U.S. President Donald Trump, responding to the latest launch, wrote on Twitter: "North Korea has just launched another missile. Does this guy have anything better to do with his life?" an apparent reference to North Korean leader Kim Jong Un.
"Hard to believe South Korea and Japan will put up with this much longer. Perhaps China will put a heavy move on North Korea and end this nonsense once and for all!", Trump said in a series of tweets.
White House officials said Trump has been briefed on the latest launch, which took place hours before Independence Day celebrations in the United States. North Korea has previously fired missiles around this holiday.
Very high trajectory
Pyongyang has conducted missile-related activities at an unprecedented pace since the start of last year. Analysts say it is years away from having a nuclear-tipped ICBM.
But Pyongyang is also trying to develop intermediate-range missiles capable of hitting U.S. bases in the Pacific. The last North Korean launches before Tuesday were of land-to-sea cruise missiles on June 8.

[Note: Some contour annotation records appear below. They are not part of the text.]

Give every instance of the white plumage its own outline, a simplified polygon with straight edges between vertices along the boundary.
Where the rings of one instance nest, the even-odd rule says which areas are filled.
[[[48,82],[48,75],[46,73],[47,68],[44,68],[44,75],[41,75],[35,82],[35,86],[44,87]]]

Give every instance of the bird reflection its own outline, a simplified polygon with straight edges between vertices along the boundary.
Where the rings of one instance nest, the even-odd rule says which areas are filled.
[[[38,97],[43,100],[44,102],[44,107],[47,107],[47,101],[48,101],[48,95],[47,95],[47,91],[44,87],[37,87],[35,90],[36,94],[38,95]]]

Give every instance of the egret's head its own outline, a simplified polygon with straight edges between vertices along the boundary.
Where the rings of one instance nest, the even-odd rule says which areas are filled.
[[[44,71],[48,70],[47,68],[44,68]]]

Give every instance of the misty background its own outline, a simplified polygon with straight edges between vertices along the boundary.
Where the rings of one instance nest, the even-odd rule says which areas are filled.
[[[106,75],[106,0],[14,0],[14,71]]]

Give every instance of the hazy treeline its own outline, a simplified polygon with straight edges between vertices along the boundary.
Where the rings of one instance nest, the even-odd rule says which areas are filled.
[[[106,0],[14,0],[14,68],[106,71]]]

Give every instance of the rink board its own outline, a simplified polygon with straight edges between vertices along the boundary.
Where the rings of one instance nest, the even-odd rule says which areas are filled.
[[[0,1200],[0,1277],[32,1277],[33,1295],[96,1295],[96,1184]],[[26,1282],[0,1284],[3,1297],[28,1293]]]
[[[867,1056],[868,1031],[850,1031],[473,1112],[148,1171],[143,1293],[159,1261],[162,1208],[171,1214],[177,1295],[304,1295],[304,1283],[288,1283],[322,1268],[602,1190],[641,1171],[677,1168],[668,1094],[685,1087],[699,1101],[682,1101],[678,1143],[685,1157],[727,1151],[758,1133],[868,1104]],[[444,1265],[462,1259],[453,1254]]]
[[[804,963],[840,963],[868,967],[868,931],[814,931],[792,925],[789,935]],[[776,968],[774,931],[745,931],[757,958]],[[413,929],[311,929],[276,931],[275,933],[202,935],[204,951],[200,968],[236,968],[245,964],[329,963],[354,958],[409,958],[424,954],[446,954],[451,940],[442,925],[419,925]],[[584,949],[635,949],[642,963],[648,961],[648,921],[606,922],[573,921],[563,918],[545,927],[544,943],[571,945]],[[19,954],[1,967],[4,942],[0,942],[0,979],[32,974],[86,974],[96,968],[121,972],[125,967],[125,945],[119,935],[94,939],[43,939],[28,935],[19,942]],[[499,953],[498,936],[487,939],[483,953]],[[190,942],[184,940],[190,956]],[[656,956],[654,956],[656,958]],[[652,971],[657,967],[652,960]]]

David Wright, co-director of the Global Security Program at the U.S.-based Union of Concerned Scientists, said the assessments of the flight time and distance suggest the missile might have been launched on a "very highly lofted" trajectory of more than 2,800 km.
The same missile could reach a maximum range of roughly 6,700 km on a standard trajectory, Wright said in a blog post.
"That range would not be enough to reach the lower 48 states or the large islands of Hawaii, but would allow it to reach all of Alaska," he said.
North Korea is banned from testing or developing missiles under a series of UN resolutions.
It has conducted nuclear and missile tests to show defiance in the face of international pressure and to raise the stakes when Pyongyang sees regional powers getting ready for talks or sanctions, analysts say.
South Korea's Moon said on Monday in a meeting with former U.S. president Barack Obama that North Korea now faces its "last opportunity" to engage in talks with the outside world.
Earlier this week, North Korea was a key topic in phone calls between U.S. President Donald Trump and the leaders of China and Japan. Leaders of both Asian countries reaffirmed their commitment to a denuclearized Korean Peninsula.
Trump has recently suggested he was running out of patience with China's modest steps to pressure North Korea.
In his meeting in Washington on Friday with Moon, Trump called on regional powers to implement sanctions and demanded that North Korea "choose a better path and do it quickly".